Зубы его пришли в действие, в этом не было ни злобы, ни бешенства, просто голод. Он услышал, как хрустнули позвонки, и рот наполнился теплой кровью. Крысиное тельце сразу обмякло. Лапки несколько раз дернулись с убывающей силой. Голова крысы осталась у Михаила во рту. На этом и закончилась весьма неравная схватка.
- Браво, - сказал Виктор. Но в голосе его вновь послышалась суровость. - Еще бы пара дюймов - и ты бы ее упустил. Эта крыса и так еле двигалась, как объевшаяся лепешек бабка.
Михаил выплюнул откушенную голову себе в ладонь. Он смотрел, как Виктор приближался к нему, очерченный свечением. Правила хорошего тона требовали предложить лучший кусок Виктору, и Михаил поднял ладонь с головой.
- Это - твое, - сказал ему Виктор и взял теплое мертвое тело.
Михаил обчистил зубами голову, а затем раскусил ее. Мозги напоминали ему сладкие пирожки с картошкой, которые он ел в другом мире.
Виктор разорвал тело от обрубка шеи до хвоста. Он втянул в себя крепкий аромат свежей крови и мяса, а затем вырвал пальцем внутренности и ободрал с костей мясо и жир. Он предложил часть Михаилу, который благодарно взял свою долю.
Мужчина и мальчик ели свою крысу в темном зале, окруженные полками, полными отголосков цивилизованного разума.
4
В золотой ткани дней стали появляться серебряные нити. В лесу поблескивали заморозки, и лиственные деревья стояли обнаженные на обжигающем холодом ветру. Зима обещала быть суровой, сказала Рената, наблюдая, как на деревьях утолщается кора.

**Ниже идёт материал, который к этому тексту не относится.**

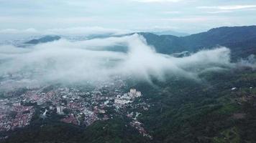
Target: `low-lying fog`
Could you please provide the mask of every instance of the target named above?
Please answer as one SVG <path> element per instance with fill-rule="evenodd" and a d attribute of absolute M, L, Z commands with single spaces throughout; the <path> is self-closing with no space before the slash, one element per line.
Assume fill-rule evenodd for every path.
<path fill-rule="evenodd" d="M 219 47 L 176 58 L 156 53 L 138 34 L 60 39 L 27 48 L 5 45 L 0 46 L 0 87 L 109 80 L 113 76 L 148 81 L 152 77 L 164 80 L 166 74 L 197 79 L 204 72 L 232 66 L 229 54 L 229 49 Z"/>

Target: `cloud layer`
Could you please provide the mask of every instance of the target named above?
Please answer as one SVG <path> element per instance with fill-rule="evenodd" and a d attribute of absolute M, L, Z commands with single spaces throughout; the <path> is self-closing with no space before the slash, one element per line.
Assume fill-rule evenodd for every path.
<path fill-rule="evenodd" d="M 116 51 L 122 47 L 127 51 Z M 221 47 L 176 58 L 157 54 L 138 34 L 79 41 L 61 39 L 25 49 L 1 46 L 0 87 L 93 82 L 116 76 L 149 82 L 151 77 L 164 80 L 166 75 L 196 79 L 206 70 L 229 66 L 229 53 Z"/>

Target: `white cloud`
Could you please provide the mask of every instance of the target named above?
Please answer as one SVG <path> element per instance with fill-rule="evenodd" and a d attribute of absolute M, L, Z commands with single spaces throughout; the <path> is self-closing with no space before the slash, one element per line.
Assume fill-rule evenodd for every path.
<path fill-rule="evenodd" d="M 198 9 L 219 9 L 219 10 L 238 10 L 256 8 L 256 5 L 234 5 L 234 6 L 198 6 Z"/>
<path fill-rule="evenodd" d="M 180 2 L 182 0 L 132 0 L 138 2 L 144 3 L 157 3 L 157 2 Z"/>
<path fill-rule="evenodd" d="M 27 39 L 28 37 L 32 36 L 42 36 L 47 34 L 86 36 L 94 34 L 116 35 L 132 32 L 132 31 L 129 30 L 107 29 L 100 26 L 71 27 L 46 30 L 37 30 L 32 28 L 27 29 L 6 29 L 0 30 L 0 39 L 4 41 L 9 39 Z"/>
<path fill-rule="evenodd" d="M 109 51 L 113 46 L 127 46 L 128 52 Z M 229 49 L 221 47 L 201 51 L 185 58 L 160 54 L 145 39 L 134 34 L 80 41 L 61 39 L 29 49 L 0 46 L 0 77 L 20 75 L 8 86 L 38 83 L 85 82 L 109 80 L 113 76 L 129 76 L 151 80 L 165 75 L 196 79 L 205 70 L 229 66 Z M 25 82 L 24 82 L 25 81 Z M 30 83 L 31 84 L 31 83 Z"/>

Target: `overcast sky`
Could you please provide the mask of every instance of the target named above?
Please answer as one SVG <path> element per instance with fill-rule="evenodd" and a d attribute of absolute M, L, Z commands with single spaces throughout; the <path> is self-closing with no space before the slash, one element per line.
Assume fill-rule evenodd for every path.
<path fill-rule="evenodd" d="M 255 0 L 0 0 L 0 31 L 98 26 L 196 33 L 256 24 Z"/>

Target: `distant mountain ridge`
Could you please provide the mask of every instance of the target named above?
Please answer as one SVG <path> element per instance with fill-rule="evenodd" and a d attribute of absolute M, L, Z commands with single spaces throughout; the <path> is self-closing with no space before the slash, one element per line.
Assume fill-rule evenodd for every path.
<path fill-rule="evenodd" d="M 190 35 L 189 34 L 184 33 L 184 32 L 178 32 L 178 31 L 174 31 L 171 30 L 168 31 L 155 31 L 155 32 L 152 32 L 152 34 L 157 34 L 157 35 L 173 35 L 175 36 L 186 36 Z"/>
<path fill-rule="evenodd" d="M 61 37 L 59 36 L 43 36 L 43 37 L 37 39 L 32 39 L 29 41 L 26 41 L 26 42 L 24 42 L 24 44 L 38 44 L 40 43 L 47 43 L 47 42 L 59 40 L 60 39 L 61 39 Z"/>
<path fill-rule="evenodd" d="M 95 38 L 120 37 L 134 34 L 122 35 L 93 35 L 86 39 Z M 150 32 L 138 32 L 143 36 L 147 44 L 153 46 L 158 53 L 173 54 L 183 51 L 196 52 L 203 49 L 212 49 L 220 46 L 232 50 L 233 59 L 247 57 L 256 54 L 256 26 L 223 26 L 211 29 L 207 31 L 191 34 L 186 36 L 173 35 L 157 35 Z M 25 42 L 26 44 L 37 44 L 59 40 L 59 36 L 45 36 L 37 39 Z M 125 51 L 121 47 L 111 48 L 111 51 Z"/>
<path fill-rule="evenodd" d="M 256 54 L 256 26 L 219 27 L 181 37 L 144 32 L 138 34 L 146 39 L 148 44 L 154 46 L 157 52 L 163 54 L 184 51 L 195 52 L 202 49 L 224 46 L 232 50 L 233 58 Z"/>

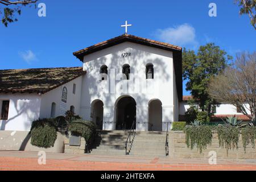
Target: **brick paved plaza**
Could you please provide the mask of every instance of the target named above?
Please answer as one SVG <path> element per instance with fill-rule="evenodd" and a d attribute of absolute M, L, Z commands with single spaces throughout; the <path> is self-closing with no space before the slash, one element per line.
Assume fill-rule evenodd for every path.
<path fill-rule="evenodd" d="M 46 164 L 39 165 L 38 158 L 35 152 L 0 151 L 0 170 L 256 170 L 256 160 L 217 160 L 216 165 L 210 165 L 208 160 L 200 159 L 47 153 Z"/>

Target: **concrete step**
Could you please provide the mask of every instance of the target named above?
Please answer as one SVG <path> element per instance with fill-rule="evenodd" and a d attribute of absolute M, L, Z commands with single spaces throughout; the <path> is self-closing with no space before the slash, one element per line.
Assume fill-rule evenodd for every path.
<path fill-rule="evenodd" d="M 101 144 L 100 146 L 92 146 L 92 149 L 125 149 L 124 144 Z"/>
<path fill-rule="evenodd" d="M 125 150 L 93 150 L 90 154 L 125 155 Z"/>
<path fill-rule="evenodd" d="M 117 142 L 110 141 L 110 142 L 109 142 L 109 141 L 101 140 L 99 142 L 94 142 L 93 144 L 97 145 L 97 146 L 100 145 L 100 144 L 109 144 L 109 145 L 111 145 L 111 144 L 113 144 L 113 145 L 123 144 L 123 145 L 125 145 L 125 141 L 122 141 L 122 142 L 121 142 L 121 141 L 117 141 Z"/>
<path fill-rule="evenodd" d="M 151 145 L 151 146 L 142 146 L 140 145 L 137 144 L 133 144 L 132 146 L 133 150 L 163 150 L 166 149 L 166 146 L 163 145 Z"/>
<path fill-rule="evenodd" d="M 129 155 L 134 155 L 134 156 L 152 156 L 152 157 L 163 157 L 166 156 L 165 153 L 157 154 L 157 153 L 138 153 L 138 152 L 131 152 L 129 153 Z"/>

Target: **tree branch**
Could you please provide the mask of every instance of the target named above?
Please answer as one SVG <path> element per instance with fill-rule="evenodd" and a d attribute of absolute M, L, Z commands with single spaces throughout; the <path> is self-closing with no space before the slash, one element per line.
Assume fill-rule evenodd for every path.
<path fill-rule="evenodd" d="M 18 5 L 18 4 L 27 5 L 30 3 L 35 3 L 38 1 L 38 0 L 34 0 L 34 1 L 24 0 L 24 1 L 18 1 L 13 2 L 8 0 L 0 0 L 0 3 L 5 5 L 6 6 L 9 6 L 11 5 Z"/>

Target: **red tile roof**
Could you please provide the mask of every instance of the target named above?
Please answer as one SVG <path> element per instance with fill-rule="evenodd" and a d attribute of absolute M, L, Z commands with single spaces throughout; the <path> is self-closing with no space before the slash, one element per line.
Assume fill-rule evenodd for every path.
<path fill-rule="evenodd" d="M 230 117 L 234 116 L 233 114 L 216 114 L 212 116 L 213 119 L 218 119 L 218 118 L 225 118 L 226 117 Z M 238 119 L 243 121 L 250 120 L 250 118 L 246 115 L 243 114 L 237 114 L 235 115 L 236 117 L 238 118 Z"/>
<path fill-rule="evenodd" d="M 118 44 L 125 42 L 131 42 L 138 44 L 144 44 L 148 46 L 158 47 L 161 49 L 167 50 L 172 50 L 176 51 L 182 51 L 182 48 L 177 46 L 174 46 L 171 44 L 163 43 L 159 41 L 145 39 L 137 36 L 130 34 L 123 34 L 111 39 L 105 40 L 93 46 L 88 47 L 80 51 L 75 52 L 73 54 L 80 61 L 83 61 L 83 57 L 85 55 L 103 49 L 104 48 L 117 45 Z"/>

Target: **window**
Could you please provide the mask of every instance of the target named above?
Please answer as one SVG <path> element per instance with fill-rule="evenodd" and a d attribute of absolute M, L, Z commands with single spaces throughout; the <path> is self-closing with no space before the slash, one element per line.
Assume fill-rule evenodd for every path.
<path fill-rule="evenodd" d="M 73 93 L 74 94 L 76 94 L 76 85 L 75 84 L 73 84 Z"/>
<path fill-rule="evenodd" d="M 241 107 L 241 106 L 237 106 L 237 113 L 242 113 Z"/>
<path fill-rule="evenodd" d="M 2 109 L 1 120 L 8 120 L 8 113 L 9 111 L 10 101 L 3 101 L 2 102 Z"/>
<path fill-rule="evenodd" d="M 212 106 L 212 113 L 213 114 L 216 114 L 216 106 Z"/>
<path fill-rule="evenodd" d="M 146 78 L 154 79 L 154 65 L 151 63 L 146 65 Z"/>
<path fill-rule="evenodd" d="M 108 67 L 105 65 L 102 65 L 100 70 L 100 80 L 108 80 Z"/>
<path fill-rule="evenodd" d="M 123 78 L 125 80 L 129 80 L 129 74 L 131 73 L 130 67 L 129 64 L 126 64 L 123 66 L 122 73 L 123 74 Z"/>
<path fill-rule="evenodd" d="M 74 106 L 70 106 L 70 111 L 73 113 L 75 113 L 75 107 Z"/>
<path fill-rule="evenodd" d="M 52 107 L 51 109 L 51 118 L 52 118 L 55 117 L 55 110 L 56 110 L 56 104 L 55 102 L 52 102 Z"/>
<path fill-rule="evenodd" d="M 62 89 L 61 102 L 67 103 L 67 99 L 68 99 L 68 89 L 67 88 L 67 87 L 64 86 Z"/>

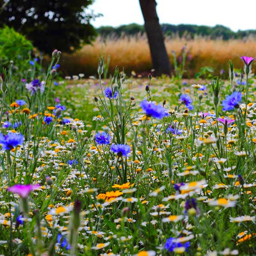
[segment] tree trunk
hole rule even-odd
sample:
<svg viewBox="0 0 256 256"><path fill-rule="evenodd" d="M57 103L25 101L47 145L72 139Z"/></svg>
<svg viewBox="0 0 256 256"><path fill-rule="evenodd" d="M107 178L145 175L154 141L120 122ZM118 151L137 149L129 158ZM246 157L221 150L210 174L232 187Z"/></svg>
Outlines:
<svg viewBox="0 0 256 256"><path fill-rule="evenodd" d="M171 64L156 13L156 2L155 0L139 1L155 74L157 76L162 74L170 75Z"/></svg>

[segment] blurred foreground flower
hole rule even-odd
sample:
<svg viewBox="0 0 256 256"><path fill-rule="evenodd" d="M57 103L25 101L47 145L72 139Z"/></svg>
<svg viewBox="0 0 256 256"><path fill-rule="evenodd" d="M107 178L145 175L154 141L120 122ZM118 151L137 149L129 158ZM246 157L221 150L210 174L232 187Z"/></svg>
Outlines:
<svg viewBox="0 0 256 256"><path fill-rule="evenodd" d="M227 96L221 104L223 106L223 111L233 110L235 107L239 107L242 96L242 92L234 92L230 95Z"/></svg>
<svg viewBox="0 0 256 256"><path fill-rule="evenodd" d="M8 188L7 190L14 194L18 194L21 198L25 198L31 191L38 189L40 186L39 184L16 184L14 186Z"/></svg>
<svg viewBox="0 0 256 256"><path fill-rule="evenodd" d="M98 144L109 144L110 139L110 135L105 131L97 132L95 134L95 141Z"/></svg>
<svg viewBox="0 0 256 256"><path fill-rule="evenodd" d="M4 150L11 150L18 145L22 144L24 138L22 134L9 132L3 135L0 132L0 144Z"/></svg>
<svg viewBox="0 0 256 256"><path fill-rule="evenodd" d="M244 62L246 66L250 66L250 64L253 62L253 61L255 60L255 58L253 57L248 57L248 56L242 56L240 57L241 60Z"/></svg>

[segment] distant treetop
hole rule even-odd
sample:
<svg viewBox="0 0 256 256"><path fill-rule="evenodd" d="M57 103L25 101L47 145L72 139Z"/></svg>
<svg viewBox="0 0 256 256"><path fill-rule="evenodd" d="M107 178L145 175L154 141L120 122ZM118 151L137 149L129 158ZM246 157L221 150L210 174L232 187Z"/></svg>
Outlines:
<svg viewBox="0 0 256 256"><path fill-rule="evenodd" d="M161 27L165 36L179 36L180 37L182 37L188 36L193 38L195 36L201 36L213 40L221 38L224 40L243 38L249 35L256 36L256 30L239 30L237 32L235 32L222 25L208 27L207 26L185 24L173 25L164 23L161 25ZM102 26L97 28L97 32L104 37L110 35L120 37L122 35L131 36L138 33L142 33L145 32L145 29L142 25L132 23L122 25L117 27Z"/></svg>
<svg viewBox="0 0 256 256"><path fill-rule="evenodd" d="M97 35L86 7L93 0L0 1L0 27L13 27L40 50L72 52Z"/></svg>

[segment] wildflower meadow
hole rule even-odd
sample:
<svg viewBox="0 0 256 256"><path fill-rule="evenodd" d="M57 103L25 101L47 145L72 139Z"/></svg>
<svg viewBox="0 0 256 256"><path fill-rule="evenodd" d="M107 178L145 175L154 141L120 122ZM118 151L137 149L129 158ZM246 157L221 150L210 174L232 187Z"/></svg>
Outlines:
<svg viewBox="0 0 256 256"><path fill-rule="evenodd" d="M61 55L1 72L0 254L256 255L254 56L184 81Z"/></svg>

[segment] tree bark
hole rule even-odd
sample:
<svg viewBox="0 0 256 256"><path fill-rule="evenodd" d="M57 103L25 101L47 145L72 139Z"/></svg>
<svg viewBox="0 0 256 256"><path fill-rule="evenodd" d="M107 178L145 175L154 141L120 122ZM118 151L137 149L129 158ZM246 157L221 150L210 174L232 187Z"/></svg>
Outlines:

Первый снег выпал в начале октября, и белый дворец укрылся белым покрывалом.
Когда завыли ноябрьские ветры и снежная пурга застлала обзор, стая грудилась в подвале дворца возле костра, которому не давали ни сильно разгореться, ни погаснуть. В теле Михаила ощущалась вялость, ему хотелось больше спать, однако Виктор заполнял его мозг вопросами из книг; Михаил никогда бы не подумал, что существует так много вопросов, и даже по ночам ему снились вопросительные знаки. Прошло немного времени, и он стал видеть сны на других языках: немецком и английском, которыми Виктор безжалостно пичкал его, повторяя и повторяя. Но ум Михаила оттачивался, так же, как и его инстинкты, и он учился.
Живот у Олеси раздувался. Она много лежала свернувшись, и другие всегда давали ей побольше от своей добычи. Они никогда не меняли обличья на глазах у Михаила; они всегда уходили наверх по лестнице и по коридору на двух ногах, прежде чем покидали белый дворец для охоты на четырех лапах. Иногда они возвращались со свежим, капающим кровью мясом, иногда мрачные, с пустыми руками. Но вокруг было полно крыс, привлекаемых теплом костра, и их было легко поймать. Михаил знал, что он теперь член стаи, и признавал это, но все еще ощущал себя тем, кем был во плоти: замерзшим, часто безутешно несчастным мальчиком. Иногда тело его и ум пронизывало такое жестокое отчаяние, что он был готов расплакаться. Несколько раз он даже начинал всхлипывать от отчаяния, но взгляды, которые кидали на него Виктор и Рената, говорили ему, что тому, кто не страдает от кишечных червей, плакать недопустимо.